My avid blog readers will recall a post from June 2015, entitled “Transplant-astic””, which was about the first successful uterine transplant in Sweden (October 2014). On February 24, 2016, The Cleveland Clinic attempted to replicate Sweden’s success; a uterine organ transplant was performed by Dr. Andreas G. Tzakis and her team on 26 year old Lindsey, the organ recipient. The surgical team was initially positive about the transplant, which they hoped would be the first of ten successful uterine transplants. Unfortunately, a simple fungal infection to Lindsey’s immunosuppressed system resulted in post-surgical blood loss and subsequent transplant failure.
Shortly after Lindsey’s media debut, which was greeted with initial excitement at the prospect of success, she began experiencing tachycardia (increased heart rate), dizziness, and decreased blood pressure. She was brought back to the Cleveland Clinic where it was determined that she required emergency surgery to remove the uterus. Apparently, candidiasis, a Candida albicans infection, had developed at the attachment site of the transplanted uterus. According to the Centers for Disease Control and Prevention, Candida albicans is the most common of the 20+ species of candida yeasts which can infect humans. Candida yeasts typically reside on mucous membranes and skin without causing infection, however proliferation of the fungus can create organ specific symptoms. For example, overgrowth in the vagina results in a yeast infection, overgrowth in the mouth/throat results in oropharyngeal candidiasis (thrush), and overgrowth in the bloodstream is referred to as invasive candidiasis. In Lindsey’s case, the infection resulted in blood loss and the other aforementioned symptoms. Fortunately, Lindsey is in good medical condition, however she will not be an appropriate candidate for a repeat surgery in the near future.

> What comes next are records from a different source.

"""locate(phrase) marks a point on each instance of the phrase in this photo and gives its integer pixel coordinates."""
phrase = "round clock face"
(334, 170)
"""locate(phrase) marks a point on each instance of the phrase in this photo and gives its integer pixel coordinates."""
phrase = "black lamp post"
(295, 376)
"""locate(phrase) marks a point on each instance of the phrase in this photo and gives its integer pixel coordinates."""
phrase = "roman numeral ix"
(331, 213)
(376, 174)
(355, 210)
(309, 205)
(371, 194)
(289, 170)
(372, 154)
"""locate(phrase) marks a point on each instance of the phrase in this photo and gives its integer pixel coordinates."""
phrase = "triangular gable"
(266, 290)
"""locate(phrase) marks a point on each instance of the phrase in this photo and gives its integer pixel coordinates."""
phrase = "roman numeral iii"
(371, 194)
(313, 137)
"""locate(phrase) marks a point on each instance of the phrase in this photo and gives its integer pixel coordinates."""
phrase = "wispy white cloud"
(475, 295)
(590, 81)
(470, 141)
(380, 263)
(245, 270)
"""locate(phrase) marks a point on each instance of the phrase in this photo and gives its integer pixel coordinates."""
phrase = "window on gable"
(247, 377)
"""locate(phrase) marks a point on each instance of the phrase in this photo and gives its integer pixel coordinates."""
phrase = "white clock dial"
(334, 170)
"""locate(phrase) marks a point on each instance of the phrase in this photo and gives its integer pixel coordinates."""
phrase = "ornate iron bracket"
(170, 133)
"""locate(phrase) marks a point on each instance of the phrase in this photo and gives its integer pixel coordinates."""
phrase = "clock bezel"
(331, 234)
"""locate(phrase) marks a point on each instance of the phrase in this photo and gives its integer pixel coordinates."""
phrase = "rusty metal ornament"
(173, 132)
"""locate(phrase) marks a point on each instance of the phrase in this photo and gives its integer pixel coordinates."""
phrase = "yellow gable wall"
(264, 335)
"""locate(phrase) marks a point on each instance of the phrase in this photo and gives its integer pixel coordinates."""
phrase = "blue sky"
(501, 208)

I chose to highlight this medical milestone in today’s blog. And yes, I refer to it as a “milestone” despite the fact that others might prefer to call it a “failure.” The reason I have chosen to do so is because medical research follows the same principal as the one taught to many children learning to tie their shoelaces for the first time. Namely, “If you don’t succeed at first, try, try again.” Many successful medical advancements come on the heels of previous unsuccessful attempts. Confucius has aptly stated, “Our greatest glory is not in never failing but in rising every time we fail.” Similarly, Thomas Edison, inventor of the light bulb, failed 1,000 times before he finally succeeded. When asked how it felt to fail 1,000 times, Edison responded, “I didn’t fail 1,000 times. The light bulb was an invention with 1,000 steps.” On that note, I give much credit to the Cleveland Clinic, who is already planning for future transplants with modified protocol to decrease the chance of future similar occurrences. In addition, I applaud Lindsey for boldly going where no American woman has gone before. May all her hopes and dreams regarding family planning come to fruition in a safe and satisfying manner.